I had been in a season-long battle for the title in Thunder Modified. I was chasing down Elena Myers (who went on to be the first girl to win an AMA Pro National Race in history just a few weeks ago). I had lost 35 lbs and vastly improved my riding trying to catch up to her. This one weekend, for the first time, I was on the exact same pace as her and even found myself better in a few corners.
I analyzed the corners, picked out two where I planned to pass her and spent the remainder of practice making myself really, really good in those corners. I went into the race feeling positive. I could win this race!

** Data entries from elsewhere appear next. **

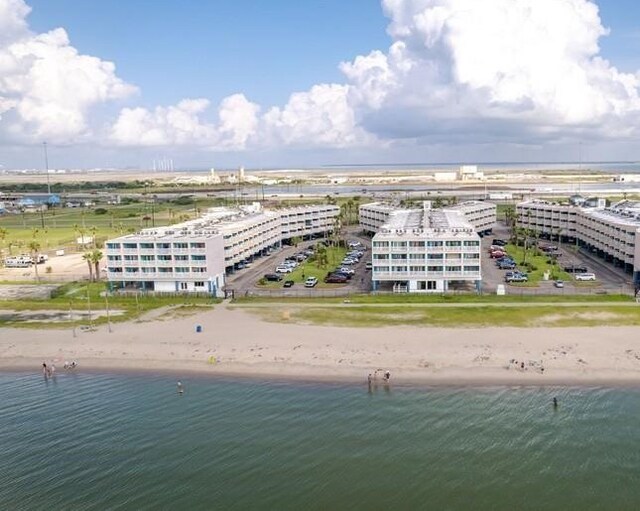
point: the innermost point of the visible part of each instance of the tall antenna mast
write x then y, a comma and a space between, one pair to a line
46, 166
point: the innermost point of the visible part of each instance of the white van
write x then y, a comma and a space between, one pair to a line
17, 262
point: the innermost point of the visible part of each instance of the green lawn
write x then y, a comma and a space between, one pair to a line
74, 295
62, 226
441, 299
537, 316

We went out on the track. True to my expectations I was able to stay with her during the race. And I passed her in one of the corners I had practiced on, just as I expected. Unfortunately, she was able to stay at my pace and pass me back at will in several of the other corners. I was able to give her a battle. I crossed the finish line closer to her than ever before. But I couldn't win the race for one clear reason:
It's not enough to be better in one or two corners and decent in the others. You have to be excellent in every corner, every lap.
How does this apply to writing? It's very simple:
It's not enough to have a few outstanding scenes that can make a person cry. You have to be outstanding in every scene. Every supporting detail needs to build the story. Every word needs to propel the reader forward. Any phrase which simply stands in place is weighing your story down.